Als Reaktion auf den Schritt des simbabwischen Kabinetts, sich für die Abschaffung der Todesstrafe einzusetzen, sagte Khanyo Farise, stellvertretender Regionaldirektor von Amnesty International für Ost- und Südafrika: “Simbabwe hat den richtigen Schritt getan, um diese abscheuliche und unmenschliche Form der Bestrafung zu beenden, die in unserer Welt keinen Platz hat. “Jetzt, da das Kabinett zugestimmt hat, muss das Parlament dafür sorgen, dass die Todesstrafe wirklich abgeschafft wird, indem es dafür stimmt, ein Gesetz zu verabschieden, das dies Wirklichkeit werden lässt.”

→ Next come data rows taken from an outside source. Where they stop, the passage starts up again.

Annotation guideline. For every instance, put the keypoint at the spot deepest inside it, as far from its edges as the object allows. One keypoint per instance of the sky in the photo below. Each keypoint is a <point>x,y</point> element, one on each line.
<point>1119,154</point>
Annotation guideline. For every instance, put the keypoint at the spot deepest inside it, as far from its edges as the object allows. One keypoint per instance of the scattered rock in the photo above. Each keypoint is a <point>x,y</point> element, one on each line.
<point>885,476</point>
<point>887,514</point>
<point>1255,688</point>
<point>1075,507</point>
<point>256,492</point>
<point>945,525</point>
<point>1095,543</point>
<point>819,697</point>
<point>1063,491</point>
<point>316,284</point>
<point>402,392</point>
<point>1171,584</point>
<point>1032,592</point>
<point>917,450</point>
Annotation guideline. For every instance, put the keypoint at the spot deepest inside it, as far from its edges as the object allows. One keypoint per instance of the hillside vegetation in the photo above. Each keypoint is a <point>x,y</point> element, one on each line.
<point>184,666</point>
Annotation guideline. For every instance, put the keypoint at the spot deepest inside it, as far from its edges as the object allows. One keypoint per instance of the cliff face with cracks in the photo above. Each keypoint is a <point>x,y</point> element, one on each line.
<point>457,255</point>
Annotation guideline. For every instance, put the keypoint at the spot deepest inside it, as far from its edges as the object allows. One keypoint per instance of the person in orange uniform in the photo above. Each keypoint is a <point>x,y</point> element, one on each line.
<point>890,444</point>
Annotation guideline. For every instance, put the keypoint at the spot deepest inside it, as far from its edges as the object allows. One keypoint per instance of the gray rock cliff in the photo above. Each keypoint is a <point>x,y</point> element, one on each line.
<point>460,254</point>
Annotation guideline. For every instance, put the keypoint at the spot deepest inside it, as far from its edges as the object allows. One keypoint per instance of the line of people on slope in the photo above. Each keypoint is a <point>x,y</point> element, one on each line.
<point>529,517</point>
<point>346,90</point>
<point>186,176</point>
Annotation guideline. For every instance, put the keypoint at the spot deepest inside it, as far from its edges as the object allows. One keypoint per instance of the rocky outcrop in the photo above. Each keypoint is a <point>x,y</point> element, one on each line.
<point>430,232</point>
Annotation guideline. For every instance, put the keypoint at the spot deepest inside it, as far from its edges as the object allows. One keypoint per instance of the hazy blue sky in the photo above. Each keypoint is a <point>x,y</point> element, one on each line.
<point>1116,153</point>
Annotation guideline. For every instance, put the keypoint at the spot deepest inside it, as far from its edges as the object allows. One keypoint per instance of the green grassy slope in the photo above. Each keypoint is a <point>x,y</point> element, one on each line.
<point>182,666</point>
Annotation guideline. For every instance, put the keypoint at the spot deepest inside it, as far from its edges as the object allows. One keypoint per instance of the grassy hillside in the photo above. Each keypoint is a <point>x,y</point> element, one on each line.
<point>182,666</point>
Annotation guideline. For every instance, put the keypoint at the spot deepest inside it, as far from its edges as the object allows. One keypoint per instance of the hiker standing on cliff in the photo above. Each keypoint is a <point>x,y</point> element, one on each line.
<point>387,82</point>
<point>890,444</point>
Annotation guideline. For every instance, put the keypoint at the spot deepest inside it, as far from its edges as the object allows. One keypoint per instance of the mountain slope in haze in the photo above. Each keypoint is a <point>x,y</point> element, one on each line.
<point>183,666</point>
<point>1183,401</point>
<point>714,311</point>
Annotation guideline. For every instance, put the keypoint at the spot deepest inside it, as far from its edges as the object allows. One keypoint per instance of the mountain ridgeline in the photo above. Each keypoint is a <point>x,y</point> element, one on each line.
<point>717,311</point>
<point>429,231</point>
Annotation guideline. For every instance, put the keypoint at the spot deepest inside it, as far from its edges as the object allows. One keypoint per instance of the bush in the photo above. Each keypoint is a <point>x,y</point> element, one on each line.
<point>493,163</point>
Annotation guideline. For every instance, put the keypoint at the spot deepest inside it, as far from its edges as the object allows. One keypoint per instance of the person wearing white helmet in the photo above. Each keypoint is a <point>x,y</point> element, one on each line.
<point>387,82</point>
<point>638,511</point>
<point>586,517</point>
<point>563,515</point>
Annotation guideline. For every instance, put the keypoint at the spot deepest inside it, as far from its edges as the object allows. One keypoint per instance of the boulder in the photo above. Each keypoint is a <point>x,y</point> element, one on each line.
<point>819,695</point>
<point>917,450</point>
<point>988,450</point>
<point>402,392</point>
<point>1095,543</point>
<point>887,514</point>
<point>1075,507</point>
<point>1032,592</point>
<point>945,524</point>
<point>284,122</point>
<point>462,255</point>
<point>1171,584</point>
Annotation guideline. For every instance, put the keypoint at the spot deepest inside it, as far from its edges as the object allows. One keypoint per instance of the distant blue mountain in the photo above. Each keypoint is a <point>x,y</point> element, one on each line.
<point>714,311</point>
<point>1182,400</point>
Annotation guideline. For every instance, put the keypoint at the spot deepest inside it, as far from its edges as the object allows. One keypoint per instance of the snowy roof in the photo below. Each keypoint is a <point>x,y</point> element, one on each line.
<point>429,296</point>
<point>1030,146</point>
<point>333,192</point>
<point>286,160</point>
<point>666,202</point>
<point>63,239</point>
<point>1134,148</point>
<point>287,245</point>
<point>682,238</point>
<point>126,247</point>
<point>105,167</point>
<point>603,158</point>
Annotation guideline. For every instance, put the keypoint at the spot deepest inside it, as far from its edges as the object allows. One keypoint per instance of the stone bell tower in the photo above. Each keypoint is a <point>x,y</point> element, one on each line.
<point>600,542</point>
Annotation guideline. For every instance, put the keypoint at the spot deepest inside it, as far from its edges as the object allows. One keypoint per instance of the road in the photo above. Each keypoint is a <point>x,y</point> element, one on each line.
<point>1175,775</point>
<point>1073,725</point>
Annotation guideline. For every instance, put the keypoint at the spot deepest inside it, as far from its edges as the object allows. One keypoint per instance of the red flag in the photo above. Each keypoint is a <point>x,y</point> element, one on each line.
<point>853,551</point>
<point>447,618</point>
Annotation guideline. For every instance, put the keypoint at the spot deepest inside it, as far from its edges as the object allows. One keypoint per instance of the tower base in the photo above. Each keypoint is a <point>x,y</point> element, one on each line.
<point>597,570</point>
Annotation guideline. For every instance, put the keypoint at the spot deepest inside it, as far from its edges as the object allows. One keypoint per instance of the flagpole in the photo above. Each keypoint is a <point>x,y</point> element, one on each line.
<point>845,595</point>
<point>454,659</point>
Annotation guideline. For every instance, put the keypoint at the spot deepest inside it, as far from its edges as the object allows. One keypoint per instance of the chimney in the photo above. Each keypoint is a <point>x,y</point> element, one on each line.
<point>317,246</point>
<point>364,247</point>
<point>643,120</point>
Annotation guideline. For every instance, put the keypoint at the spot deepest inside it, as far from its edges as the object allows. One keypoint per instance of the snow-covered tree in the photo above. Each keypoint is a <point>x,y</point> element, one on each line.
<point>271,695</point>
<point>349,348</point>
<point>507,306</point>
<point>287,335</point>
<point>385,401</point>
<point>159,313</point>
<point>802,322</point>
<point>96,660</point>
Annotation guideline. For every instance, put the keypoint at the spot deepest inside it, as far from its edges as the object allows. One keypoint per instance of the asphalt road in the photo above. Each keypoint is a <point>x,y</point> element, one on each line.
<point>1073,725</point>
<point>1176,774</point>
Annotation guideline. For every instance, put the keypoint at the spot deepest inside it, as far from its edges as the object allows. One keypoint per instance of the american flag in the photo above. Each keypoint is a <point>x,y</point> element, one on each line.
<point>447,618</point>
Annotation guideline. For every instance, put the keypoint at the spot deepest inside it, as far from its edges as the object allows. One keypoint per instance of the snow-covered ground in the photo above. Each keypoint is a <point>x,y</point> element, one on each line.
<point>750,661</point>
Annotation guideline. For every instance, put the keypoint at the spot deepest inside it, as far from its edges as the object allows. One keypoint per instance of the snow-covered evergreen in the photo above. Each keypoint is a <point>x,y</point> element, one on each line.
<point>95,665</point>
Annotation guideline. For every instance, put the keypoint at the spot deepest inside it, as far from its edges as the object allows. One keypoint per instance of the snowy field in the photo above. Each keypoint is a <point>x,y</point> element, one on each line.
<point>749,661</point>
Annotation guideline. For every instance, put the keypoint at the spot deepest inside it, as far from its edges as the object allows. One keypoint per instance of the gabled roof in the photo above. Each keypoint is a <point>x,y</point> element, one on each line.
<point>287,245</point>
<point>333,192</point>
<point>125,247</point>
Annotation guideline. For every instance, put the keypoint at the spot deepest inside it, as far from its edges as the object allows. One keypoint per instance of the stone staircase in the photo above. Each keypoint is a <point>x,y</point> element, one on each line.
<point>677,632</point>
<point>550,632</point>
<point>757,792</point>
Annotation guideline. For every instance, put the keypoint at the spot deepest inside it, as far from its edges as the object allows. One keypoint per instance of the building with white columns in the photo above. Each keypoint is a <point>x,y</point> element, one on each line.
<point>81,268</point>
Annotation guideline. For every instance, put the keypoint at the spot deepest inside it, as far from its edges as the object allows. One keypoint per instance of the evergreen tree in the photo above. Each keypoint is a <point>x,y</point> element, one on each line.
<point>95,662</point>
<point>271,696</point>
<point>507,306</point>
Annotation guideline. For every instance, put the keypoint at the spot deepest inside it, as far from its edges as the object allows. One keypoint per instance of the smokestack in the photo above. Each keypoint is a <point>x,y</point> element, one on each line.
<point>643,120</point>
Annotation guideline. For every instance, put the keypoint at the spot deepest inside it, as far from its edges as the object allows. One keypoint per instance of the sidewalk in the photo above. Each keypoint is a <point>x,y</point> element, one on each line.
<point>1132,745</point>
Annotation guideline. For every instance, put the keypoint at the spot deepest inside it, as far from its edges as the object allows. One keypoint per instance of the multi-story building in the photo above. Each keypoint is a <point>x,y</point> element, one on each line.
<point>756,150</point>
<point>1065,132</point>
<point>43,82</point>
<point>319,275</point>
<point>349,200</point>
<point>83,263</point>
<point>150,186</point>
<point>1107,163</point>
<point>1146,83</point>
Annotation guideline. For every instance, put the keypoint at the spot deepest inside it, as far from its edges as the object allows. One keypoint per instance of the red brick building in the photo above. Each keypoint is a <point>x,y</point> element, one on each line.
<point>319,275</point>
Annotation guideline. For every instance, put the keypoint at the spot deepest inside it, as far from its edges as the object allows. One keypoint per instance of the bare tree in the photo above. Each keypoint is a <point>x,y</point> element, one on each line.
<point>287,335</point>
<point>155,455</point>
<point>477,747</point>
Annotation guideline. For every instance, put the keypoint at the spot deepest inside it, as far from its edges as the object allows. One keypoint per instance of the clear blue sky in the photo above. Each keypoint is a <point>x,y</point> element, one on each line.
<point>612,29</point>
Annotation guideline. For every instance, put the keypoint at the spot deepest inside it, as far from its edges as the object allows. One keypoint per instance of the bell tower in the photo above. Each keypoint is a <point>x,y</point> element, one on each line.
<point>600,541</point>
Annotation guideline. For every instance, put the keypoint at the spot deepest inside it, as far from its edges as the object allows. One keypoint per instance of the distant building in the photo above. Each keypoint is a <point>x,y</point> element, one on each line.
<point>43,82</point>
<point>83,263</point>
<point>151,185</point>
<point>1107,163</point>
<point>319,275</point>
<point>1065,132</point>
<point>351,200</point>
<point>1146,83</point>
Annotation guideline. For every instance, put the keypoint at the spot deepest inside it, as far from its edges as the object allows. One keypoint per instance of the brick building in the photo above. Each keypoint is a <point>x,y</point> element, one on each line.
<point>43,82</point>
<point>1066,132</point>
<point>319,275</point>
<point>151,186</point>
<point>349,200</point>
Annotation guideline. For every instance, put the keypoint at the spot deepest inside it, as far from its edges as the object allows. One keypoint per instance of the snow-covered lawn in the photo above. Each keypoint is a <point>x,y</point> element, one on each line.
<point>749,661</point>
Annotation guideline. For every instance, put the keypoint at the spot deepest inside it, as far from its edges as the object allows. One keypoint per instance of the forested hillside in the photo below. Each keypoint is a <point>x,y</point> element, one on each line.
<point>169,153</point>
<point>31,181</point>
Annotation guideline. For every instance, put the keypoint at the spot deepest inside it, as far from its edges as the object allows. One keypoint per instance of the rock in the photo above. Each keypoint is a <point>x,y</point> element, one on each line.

Amnesty International lehnt die Todesstrafe in allen Fällen ausnahmslos ab, weil sie das in der Allgemeinen Erklärung der Menschenrechte verkündete Recht auf Leben verletzt.

Hintergrund

Simbabwe hat seine letzte Hinrichtung im Jahr 2005 vollstreckt, aber es wurden weiterhin Todesurteile verhängt. Zum Zeitpunkt der Unabhängigkeit gab es neun Verbrechen, die nach simbabwischem Recht mit dem Tode bestraft wurden. Straftäter können derzeit wegen dreier Straftaten zum Tode verurteilt werden, nämlich wegen Landesverrats; wenn die Handlung des Aufstands, der Banditentum, der Sabotage oder des Terrorismus zum Tod einer Person führt; wegen Mordes und wegen versuchten Mordes oder Anstiftung oder Verschwörung zum Mord.